Essential Question: How do board games use the cooperative mechanic?

Example Games

Forbidden Desert
Forbidden Island
Castle Panic

Other Possibly Interesting Points
I'm using high school volunteers to run game tables. The high school students in my town are required to complete so many hours of community service in order to graduate high school. In an effort to save costs for the community center as well as provide a service to the community, I've decided to use high school students to teach. This is also true of my TableTop Day event, although I will have staff as well that day.

Training materials will include lesson plans and videos. Being able to have anyone run the program was important to the Director. Thus, I am making training materials to accommodate this need. I decided to do both lesson plans and videos to reach people in a variety of formats. Truth be told, the lesson plans will function as a sort of script for the videos. Speaking of the videos, I think I'm going to create two segments. One where I teach the teacher and cover things to watch out for, helpful modifications, etc. The other where I teach the player as a sort of sample teach.

Games were purchased and donated. I was given a budget to purchase games. All of the games listed above were purchased. In addition, game companies and stores graciously donated some games, which fit nicely into the other weeks' categories. The ones that don't will be available for open gaming events. All of the games will be available to play during my TableTop Day event.

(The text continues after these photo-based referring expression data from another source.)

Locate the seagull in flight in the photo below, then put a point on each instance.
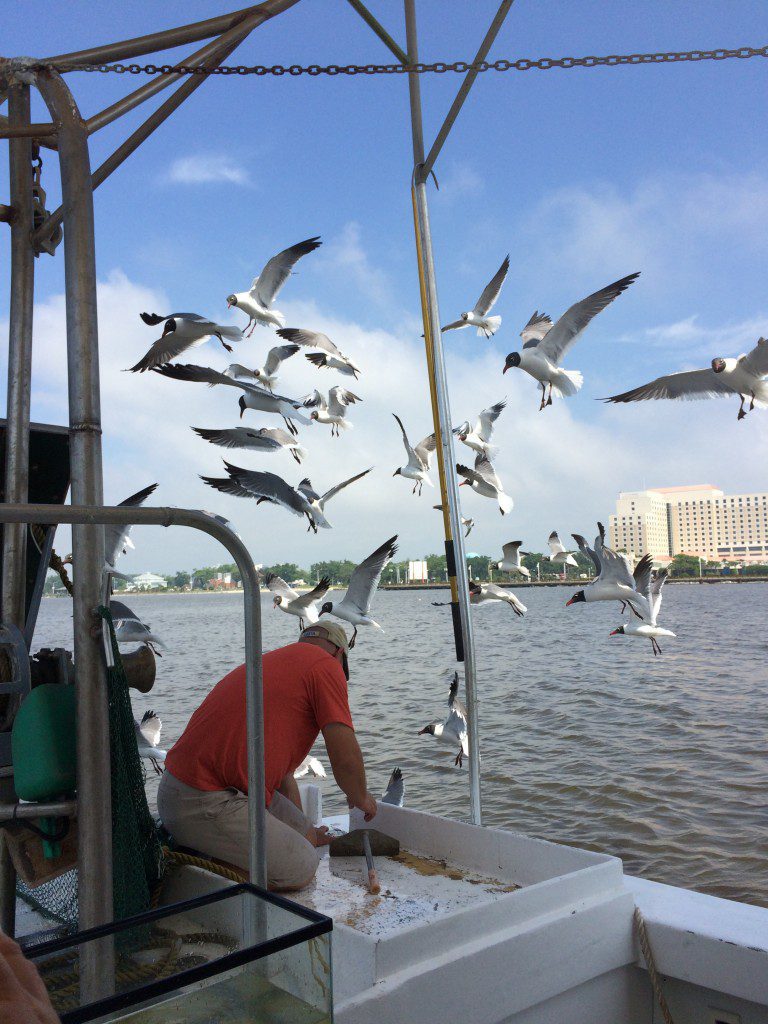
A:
(252, 397)
(395, 790)
(257, 302)
(267, 487)
(355, 605)
(545, 346)
(330, 357)
(147, 736)
(745, 376)
(453, 731)
(511, 560)
(305, 606)
(615, 580)
(419, 459)
(181, 331)
(650, 587)
(478, 316)
(557, 553)
(334, 411)
(261, 439)
(467, 521)
(482, 593)
(484, 480)
(478, 437)
(266, 375)
(117, 537)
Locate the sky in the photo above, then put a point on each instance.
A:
(583, 176)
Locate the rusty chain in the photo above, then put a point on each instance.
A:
(438, 68)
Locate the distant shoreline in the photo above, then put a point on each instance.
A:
(574, 582)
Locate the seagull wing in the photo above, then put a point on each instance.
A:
(689, 385)
(278, 270)
(279, 354)
(394, 791)
(117, 539)
(486, 419)
(492, 290)
(310, 339)
(587, 550)
(573, 321)
(239, 437)
(757, 359)
(340, 486)
(278, 586)
(536, 330)
(366, 578)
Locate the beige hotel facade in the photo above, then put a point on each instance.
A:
(697, 520)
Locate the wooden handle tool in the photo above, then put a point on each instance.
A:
(373, 879)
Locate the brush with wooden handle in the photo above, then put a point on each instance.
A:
(373, 879)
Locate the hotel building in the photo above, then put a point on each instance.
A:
(697, 520)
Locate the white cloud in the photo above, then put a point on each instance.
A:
(562, 471)
(206, 168)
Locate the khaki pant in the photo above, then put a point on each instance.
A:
(216, 823)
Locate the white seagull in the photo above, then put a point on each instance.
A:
(454, 730)
(334, 411)
(615, 580)
(395, 790)
(544, 348)
(130, 629)
(557, 553)
(117, 538)
(181, 331)
(257, 302)
(147, 736)
(266, 375)
(304, 606)
(254, 397)
(267, 487)
(745, 376)
(310, 765)
(478, 436)
(418, 459)
(261, 439)
(511, 560)
(330, 357)
(317, 502)
(484, 480)
(467, 521)
(650, 588)
(355, 605)
(482, 593)
(486, 326)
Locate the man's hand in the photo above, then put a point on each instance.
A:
(369, 807)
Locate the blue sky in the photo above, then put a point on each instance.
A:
(583, 176)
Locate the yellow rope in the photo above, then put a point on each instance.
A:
(642, 936)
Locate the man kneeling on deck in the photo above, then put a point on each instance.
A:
(203, 793)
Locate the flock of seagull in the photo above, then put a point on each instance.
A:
(545, 345)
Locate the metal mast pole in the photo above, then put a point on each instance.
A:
(94, 797)
(17, 427)
(456, 558)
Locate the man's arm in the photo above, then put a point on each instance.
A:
(290, 788)
(346, 763)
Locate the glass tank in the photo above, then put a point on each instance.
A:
(238, 955)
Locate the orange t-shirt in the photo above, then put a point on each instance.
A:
(304, 691)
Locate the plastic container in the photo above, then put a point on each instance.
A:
(44, 743)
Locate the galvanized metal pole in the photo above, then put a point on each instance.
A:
(17, 428)
(94, 797)
(442, 420)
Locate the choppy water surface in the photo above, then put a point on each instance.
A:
(586, 739)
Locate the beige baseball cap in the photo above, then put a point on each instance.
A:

The program is for school-aged students, families, and seniors. The four-week mini-sessions are targeted for the school-aged students. However, starting in the fall (possibly the summer), there will be programming for all levels of players. The school-aged students will be able to attend an after-school program, complete with transportation from the school. Families will be able to have open gaming one night a week (although this may be better for a once a month on a weekend type event). The senior center will also have a board game day once a week around lunch time.

And that's that. I'll be sure to post completed program stuff soon (I'm hoping by the end of the month).